The Demise of Kristi Kurtz - November 1990

My girlfriend during the years covering the Washtenaw County coed killings (1967-1969) was Kristi Kurtz. When we met up, she had just dropped out of Eastern Michigan University and managed a small boutique called Stangers near Ned's Bookstore on West Cross Street in Ypsilanti.

I worked part time evenings at the university and took classes during the day. We lived together one block up the street from the boarding house where John Norman Collins lived on 619 Emmet St. and walked past that house daily unsuspecting the eventual notoriety of the place.

Kristi was a vibrant, outspoken, and fiercely independent young woman who found solace in her love of animals. They were the center of her life. Tragedy struck Kristi's young life when her father and mother were killed in a private plane crash. Her father owned a steel company in Detroit and had provided well for his orphaned family. Losing both parents so early in life had a lasting impact on her, and she became more independent because of it. 

Kristi and her older sister and brother grew up in Grosse Pointe and were raised by her aunt who kept tight control of the children's trust fund which was sizable. But after Kristi dropped out of college, the money dried up. Kristi wasn't twenty-one and had limited access to her money, so she worked just enough to get by, against the day when she would inherit the money outright.

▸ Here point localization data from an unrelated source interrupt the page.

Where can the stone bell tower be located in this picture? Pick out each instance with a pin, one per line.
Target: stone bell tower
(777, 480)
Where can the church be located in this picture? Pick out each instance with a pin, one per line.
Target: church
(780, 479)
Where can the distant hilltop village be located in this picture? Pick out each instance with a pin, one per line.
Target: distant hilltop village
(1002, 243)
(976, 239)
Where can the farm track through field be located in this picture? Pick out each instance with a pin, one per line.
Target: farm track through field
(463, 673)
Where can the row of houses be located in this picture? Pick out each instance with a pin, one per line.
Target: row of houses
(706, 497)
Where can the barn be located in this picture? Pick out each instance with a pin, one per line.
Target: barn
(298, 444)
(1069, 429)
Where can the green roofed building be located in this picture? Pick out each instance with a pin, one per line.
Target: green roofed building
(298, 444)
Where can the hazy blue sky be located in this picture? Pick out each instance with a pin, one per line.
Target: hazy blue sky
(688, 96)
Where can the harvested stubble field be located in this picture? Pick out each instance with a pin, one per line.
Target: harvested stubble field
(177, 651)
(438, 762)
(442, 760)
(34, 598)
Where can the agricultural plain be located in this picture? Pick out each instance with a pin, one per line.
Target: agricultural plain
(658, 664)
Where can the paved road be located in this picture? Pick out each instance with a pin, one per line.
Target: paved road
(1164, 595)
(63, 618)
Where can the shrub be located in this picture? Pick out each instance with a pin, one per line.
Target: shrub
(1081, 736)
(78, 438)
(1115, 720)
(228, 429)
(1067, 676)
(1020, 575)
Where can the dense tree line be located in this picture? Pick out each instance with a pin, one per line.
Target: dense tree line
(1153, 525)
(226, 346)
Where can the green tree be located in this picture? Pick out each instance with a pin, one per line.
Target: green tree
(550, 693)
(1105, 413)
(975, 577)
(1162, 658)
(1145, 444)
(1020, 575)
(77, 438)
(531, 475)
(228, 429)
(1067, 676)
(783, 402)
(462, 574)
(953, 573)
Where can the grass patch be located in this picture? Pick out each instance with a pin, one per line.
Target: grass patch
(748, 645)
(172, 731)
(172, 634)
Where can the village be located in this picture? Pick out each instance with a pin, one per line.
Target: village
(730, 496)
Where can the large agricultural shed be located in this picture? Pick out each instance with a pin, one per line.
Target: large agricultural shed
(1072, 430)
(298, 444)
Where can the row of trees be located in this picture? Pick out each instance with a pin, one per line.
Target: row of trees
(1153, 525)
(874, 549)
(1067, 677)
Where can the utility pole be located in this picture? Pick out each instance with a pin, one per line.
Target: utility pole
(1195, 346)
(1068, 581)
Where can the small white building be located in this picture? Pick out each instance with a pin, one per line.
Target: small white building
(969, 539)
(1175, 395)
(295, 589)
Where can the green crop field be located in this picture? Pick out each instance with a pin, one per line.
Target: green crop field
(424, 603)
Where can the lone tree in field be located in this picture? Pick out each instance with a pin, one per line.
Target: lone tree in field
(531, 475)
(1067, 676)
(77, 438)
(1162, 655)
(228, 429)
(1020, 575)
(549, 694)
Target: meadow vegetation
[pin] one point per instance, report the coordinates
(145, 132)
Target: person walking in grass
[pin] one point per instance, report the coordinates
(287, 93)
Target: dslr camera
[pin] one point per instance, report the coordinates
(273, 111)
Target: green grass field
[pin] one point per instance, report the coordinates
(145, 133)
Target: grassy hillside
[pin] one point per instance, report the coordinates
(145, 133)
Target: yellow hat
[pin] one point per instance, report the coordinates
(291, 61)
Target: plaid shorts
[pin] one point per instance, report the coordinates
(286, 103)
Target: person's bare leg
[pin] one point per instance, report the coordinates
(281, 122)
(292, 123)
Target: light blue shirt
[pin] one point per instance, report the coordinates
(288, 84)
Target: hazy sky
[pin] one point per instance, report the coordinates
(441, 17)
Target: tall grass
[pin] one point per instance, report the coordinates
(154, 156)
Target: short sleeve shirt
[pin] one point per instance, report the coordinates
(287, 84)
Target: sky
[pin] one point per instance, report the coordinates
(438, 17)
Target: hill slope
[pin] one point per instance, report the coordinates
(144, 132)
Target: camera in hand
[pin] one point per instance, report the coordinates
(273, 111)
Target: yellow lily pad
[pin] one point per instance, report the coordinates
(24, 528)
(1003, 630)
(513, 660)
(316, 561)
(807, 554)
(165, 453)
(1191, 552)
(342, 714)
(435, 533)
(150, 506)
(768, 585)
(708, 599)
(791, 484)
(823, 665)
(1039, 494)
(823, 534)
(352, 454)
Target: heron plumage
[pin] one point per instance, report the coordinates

Kristi liked animals better than people, and she wanted to raise and board horses on a small farm of her own. As soon as she was able, she bought the 113 acre Firesign Farm on Trotters Lane in Webster Township north of Ypsilanti. Kristi set out to live her dream, but I decided that finishing my education was more important than being her horse groom. We parted ways but remained friends. It was a defining moment for both of us.

Twenty years later, I'm living in California, and I get a phone call from a mutual Michigan friend of ours that I hadn't heard from in over ten years. "I've got some tragic news for you," he says. "Kristi's body was found shot to death and discovered buried under some bales of hay in her barn. She's been missing for a month."

It took me a few seconds to wrap my head around what I had just been told, then I heard what few details were known at that time. Two days after Thanksgiving on Saturday, November 24th, 1990, Kristi was last seen by a friend. When Kristi disappeared and hadn't fed her nine horses or other animals for a day or two, her neighbors got worried and contacted Kristi's sister who lived in Colorado. She called the Michigan State Police and filed a missing persons report on Monday, November 26th.

Then on Wednesday, December 26th at 10:15 AM, the day after Christmas, the Good Samaritan neighbor who had been caring for Kristi's horses and dogs, Rick Godfrey, removed another bale of hay to feed the horses, then he recognized her leather boots sticking out. Godfrey had given them to her as a Christmas gift two years before. He moved another bale and saw her frozen, fully clothed body. She had been missing for thirty-two days.

Twice the police had searched the barn with canines but felt the pungent smells confused the dogs. The barn cats had managed to find her body though. Dental records were required for a positive identification.